Epidemiology

The estimated prevalence of spina bifida and anencephalus in the US is 3.63 and 2.15, respectively, per 10,000 live births.[3]

Incidence and prevalence trends reveal striking differences in racial and ethnic susceptibility, with highest rates noted among Hispanic women and lowest rates noted among African and Asian women.[4][5][6]

Genetic susceptibility is a known factor. The recurrence rate of neural tube defects, for women who have had one previous affected pregnancy, is 3% to 4%.[7][8][9] If two previous pregnancies have been affected, the recurrence rate is 10% to 20%.[10][11] However, more than 95% of infants with spina bifida are born to couples without a family history of neural tube defects. Therefore, environmental factors are also implicated.

Geographical variability has been documented, with higher incidence rates noted in Northern China, England and Wales, and along the eastern seaboard in the US. Interaction between environmental and genetic factors is evidenced by temporal trends, seasonal variation, and fluctuations in the incidence of spina bifida with migration.[12]

Spina bifida is 1.2 to 1.7 times more common in girls, except for sacral-level defects, which occur with equal frequency among boys and girls.[13] Thoracic-level spina bifida is less common than lower-level lesions, and disproportionately affects girls.[14]

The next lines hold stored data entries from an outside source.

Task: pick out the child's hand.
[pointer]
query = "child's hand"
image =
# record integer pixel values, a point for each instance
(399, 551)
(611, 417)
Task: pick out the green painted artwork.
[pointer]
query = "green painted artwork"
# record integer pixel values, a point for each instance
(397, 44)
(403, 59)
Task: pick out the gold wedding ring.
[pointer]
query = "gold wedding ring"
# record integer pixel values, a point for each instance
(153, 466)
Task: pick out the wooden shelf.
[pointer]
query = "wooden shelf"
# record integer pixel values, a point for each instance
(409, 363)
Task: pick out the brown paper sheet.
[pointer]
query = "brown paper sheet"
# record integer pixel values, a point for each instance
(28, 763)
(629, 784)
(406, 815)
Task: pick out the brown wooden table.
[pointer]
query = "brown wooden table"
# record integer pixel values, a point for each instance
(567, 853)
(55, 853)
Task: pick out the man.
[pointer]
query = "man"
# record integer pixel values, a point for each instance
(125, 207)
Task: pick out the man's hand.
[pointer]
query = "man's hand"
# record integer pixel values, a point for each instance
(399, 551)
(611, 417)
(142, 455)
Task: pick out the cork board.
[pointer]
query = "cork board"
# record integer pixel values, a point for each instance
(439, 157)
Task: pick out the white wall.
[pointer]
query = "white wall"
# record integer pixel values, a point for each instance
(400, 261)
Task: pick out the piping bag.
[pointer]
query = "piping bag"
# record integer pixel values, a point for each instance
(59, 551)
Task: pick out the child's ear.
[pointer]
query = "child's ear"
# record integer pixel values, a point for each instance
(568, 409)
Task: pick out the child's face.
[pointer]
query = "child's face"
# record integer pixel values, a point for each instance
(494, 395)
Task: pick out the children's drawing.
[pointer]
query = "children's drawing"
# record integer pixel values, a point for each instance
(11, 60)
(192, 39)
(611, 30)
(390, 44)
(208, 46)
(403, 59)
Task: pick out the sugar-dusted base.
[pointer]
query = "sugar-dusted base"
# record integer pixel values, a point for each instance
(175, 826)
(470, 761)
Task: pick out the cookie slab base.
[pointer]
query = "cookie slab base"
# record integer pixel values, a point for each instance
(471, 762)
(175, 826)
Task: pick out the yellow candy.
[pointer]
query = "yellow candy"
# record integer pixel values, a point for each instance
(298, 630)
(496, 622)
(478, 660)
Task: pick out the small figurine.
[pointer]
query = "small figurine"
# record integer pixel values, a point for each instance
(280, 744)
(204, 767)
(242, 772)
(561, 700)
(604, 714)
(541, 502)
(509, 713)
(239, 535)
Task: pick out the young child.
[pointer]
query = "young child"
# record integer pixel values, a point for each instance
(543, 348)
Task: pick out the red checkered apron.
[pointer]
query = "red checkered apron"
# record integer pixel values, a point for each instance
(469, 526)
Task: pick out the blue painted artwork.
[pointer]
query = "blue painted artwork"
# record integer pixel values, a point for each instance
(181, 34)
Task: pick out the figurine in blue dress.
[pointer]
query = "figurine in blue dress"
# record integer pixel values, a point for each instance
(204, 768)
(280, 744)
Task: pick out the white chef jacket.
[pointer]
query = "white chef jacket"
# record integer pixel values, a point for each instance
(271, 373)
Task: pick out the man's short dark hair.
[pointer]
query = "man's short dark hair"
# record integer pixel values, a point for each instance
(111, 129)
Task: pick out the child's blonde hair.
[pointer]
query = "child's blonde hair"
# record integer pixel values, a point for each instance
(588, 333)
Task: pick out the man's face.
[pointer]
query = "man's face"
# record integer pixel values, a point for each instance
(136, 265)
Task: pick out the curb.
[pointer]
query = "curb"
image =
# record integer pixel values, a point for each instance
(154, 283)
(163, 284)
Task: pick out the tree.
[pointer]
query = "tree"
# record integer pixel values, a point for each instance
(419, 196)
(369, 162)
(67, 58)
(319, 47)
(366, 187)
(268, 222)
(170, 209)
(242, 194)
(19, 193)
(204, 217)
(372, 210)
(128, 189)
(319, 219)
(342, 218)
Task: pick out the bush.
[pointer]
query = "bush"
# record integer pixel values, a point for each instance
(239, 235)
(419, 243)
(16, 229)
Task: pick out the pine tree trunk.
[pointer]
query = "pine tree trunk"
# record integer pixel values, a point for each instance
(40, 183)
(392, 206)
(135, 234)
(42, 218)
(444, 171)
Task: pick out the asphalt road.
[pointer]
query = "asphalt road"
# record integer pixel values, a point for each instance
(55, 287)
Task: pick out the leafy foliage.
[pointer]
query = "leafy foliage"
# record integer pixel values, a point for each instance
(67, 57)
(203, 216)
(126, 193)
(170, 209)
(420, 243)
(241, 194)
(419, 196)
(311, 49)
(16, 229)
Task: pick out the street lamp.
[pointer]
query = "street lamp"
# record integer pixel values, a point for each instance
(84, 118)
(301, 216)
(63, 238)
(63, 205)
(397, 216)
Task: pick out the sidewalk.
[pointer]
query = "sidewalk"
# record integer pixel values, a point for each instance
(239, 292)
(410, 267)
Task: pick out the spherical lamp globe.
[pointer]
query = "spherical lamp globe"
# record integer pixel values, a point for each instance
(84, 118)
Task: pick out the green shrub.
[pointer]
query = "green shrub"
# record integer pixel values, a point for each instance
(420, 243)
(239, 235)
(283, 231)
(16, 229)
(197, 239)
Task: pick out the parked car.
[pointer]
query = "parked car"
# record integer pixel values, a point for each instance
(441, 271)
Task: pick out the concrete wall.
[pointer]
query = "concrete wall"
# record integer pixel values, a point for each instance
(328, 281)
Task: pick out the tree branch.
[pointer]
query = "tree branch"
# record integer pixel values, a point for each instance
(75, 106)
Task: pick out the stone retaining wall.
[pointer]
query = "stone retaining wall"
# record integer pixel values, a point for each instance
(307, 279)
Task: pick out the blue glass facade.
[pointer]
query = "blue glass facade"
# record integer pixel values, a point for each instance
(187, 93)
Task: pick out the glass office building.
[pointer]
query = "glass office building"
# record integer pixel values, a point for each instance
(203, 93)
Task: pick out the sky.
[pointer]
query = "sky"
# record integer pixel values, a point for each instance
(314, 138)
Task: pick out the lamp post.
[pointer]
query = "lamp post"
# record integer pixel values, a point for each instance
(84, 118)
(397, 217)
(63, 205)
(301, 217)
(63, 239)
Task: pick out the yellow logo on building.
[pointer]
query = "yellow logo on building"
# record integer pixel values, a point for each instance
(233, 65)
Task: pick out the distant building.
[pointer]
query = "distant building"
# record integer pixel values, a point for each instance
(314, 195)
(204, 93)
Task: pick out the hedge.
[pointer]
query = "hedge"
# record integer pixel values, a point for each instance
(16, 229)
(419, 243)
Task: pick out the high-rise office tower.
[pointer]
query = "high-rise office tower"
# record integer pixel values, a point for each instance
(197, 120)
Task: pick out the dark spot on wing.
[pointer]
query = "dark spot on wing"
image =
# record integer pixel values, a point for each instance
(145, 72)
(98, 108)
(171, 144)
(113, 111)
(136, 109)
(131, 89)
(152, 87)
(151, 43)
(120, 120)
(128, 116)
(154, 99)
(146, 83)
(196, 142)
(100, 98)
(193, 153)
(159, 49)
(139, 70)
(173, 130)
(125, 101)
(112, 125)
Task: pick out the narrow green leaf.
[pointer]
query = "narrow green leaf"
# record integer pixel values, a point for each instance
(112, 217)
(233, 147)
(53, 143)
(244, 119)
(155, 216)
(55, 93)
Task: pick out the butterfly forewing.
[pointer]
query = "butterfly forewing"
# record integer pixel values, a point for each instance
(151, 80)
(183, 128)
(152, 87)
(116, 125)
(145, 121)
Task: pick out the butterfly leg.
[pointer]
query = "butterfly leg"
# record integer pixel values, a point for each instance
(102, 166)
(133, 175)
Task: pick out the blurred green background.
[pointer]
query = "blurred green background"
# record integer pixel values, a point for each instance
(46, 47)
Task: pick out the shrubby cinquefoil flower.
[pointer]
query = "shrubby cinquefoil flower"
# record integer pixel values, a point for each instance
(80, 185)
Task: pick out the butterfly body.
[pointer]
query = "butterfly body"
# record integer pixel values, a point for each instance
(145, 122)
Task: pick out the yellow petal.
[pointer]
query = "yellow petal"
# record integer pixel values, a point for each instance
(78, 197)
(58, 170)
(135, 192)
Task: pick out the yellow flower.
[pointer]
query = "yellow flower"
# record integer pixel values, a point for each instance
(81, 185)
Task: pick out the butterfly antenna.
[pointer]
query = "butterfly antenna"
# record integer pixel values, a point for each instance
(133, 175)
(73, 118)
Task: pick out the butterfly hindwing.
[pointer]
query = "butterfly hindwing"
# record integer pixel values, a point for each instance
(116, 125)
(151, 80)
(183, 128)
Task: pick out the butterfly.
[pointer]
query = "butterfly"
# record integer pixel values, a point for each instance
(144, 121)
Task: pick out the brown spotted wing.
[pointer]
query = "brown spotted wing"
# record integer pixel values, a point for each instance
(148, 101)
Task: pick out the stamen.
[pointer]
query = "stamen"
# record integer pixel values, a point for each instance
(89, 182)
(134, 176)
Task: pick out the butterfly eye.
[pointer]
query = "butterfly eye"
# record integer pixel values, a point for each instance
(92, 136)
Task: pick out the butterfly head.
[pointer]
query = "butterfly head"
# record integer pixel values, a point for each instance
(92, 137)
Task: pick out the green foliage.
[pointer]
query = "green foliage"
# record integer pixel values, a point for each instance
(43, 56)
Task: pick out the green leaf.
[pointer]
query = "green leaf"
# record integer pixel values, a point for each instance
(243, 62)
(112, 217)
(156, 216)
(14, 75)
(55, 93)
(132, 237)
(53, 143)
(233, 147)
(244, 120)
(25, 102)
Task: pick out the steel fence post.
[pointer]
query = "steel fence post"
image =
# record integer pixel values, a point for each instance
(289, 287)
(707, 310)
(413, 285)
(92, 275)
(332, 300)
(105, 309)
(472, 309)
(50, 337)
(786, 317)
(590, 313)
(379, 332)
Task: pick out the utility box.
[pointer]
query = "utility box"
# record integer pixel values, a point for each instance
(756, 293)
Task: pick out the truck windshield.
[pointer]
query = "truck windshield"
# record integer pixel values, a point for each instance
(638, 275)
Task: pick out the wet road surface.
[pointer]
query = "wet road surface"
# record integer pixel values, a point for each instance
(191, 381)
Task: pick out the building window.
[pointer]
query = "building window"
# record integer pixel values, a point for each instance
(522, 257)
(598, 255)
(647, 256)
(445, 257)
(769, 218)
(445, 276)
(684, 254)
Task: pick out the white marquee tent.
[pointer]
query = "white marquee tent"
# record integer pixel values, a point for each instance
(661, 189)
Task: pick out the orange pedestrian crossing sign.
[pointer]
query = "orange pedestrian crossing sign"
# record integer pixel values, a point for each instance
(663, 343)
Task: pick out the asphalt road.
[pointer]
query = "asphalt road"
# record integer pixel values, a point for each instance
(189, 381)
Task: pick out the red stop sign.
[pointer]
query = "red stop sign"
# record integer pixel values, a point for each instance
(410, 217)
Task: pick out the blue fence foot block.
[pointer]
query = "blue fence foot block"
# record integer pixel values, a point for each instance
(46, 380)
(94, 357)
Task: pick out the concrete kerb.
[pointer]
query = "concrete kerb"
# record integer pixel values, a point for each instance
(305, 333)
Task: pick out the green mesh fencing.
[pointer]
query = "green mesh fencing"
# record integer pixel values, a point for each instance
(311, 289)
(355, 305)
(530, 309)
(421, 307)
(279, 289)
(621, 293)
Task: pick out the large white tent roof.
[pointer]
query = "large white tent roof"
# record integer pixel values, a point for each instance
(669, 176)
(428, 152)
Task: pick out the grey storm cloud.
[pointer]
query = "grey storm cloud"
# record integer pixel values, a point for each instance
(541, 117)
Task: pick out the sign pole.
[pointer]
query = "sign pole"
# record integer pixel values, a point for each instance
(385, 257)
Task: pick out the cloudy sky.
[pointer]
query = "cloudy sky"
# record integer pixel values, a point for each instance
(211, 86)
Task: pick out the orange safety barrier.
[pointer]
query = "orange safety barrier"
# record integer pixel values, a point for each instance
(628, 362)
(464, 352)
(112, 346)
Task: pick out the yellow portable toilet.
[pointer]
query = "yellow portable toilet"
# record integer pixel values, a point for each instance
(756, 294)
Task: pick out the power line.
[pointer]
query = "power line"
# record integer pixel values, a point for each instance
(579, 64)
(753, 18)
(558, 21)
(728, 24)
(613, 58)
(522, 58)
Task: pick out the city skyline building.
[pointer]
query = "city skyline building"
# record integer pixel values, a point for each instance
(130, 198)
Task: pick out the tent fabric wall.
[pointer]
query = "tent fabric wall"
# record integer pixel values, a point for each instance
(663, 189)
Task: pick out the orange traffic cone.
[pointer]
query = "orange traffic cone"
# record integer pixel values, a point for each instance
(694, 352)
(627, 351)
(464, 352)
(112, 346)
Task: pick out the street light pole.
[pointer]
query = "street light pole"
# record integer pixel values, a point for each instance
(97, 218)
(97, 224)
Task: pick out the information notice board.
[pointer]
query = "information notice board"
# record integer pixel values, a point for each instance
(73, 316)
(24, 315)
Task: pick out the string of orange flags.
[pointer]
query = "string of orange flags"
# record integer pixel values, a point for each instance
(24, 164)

A worldwide decline in neural tube defect births has occurred over the past half-century.[6][15] Since the advent of alpha-fetoprotein screening and ultrasonography it is estimated that elective termination of pregnancy has diminished the birth incidence of anencephaly by 60% to 70%, and of spina bifida by 20% to 30%.[16] Rates of neural tube defects in the US have dropped 35% since the Food and Drug Administration-mandated fortification of enriched cereal grain products in 1998, and the incidence of myelomeningocele has stabilised at 3.4 cases per 10,000 births.[17][18][19] However, many countries do not mandate fortification, due to concerns about the risks from high intakes of folic acid.[20][21] Excess folate may increase the risk of cognitive impairment and anaemia in older adults with vitamin B12 deficiency.[22] Concern also exists that folate fortification may increase the risk of colorectal cancers, although studies have been inconclusive.[23]

It is estimated that current fortification programmes are preventing just 9% of the estimated folic acid-preventable spina bifida and anencephaly cases worldwide.[24] In the absence of mandatory fortification, the prevalence of neural tube defects has not decreased in Europe, despite long-standing recommendations aimed at promoting peri-conceptional folic acid supplementation and existence of voluntary folic acid fortification.[25]

In countries where fortification has been implemented, prevention campaigns are increasingly focused on high-risk populations, including Hispanic women, women with diabetes, and women who are obese. These risk factors appear to have a synergistic effect.[26][27] For example, maternal obesity is associated with a 3.5-fold excess risk of having a baby with spina bifida.[28] This risk is increased 8-fold for an obese Hispanic woman, and is even higher if she is also diabetic.[29] Despite recommendations for peri-conceptual folic acid fortification, the incidence of neural tube defects has not significantly reduced, largely due to poor adherence.[24][30][31]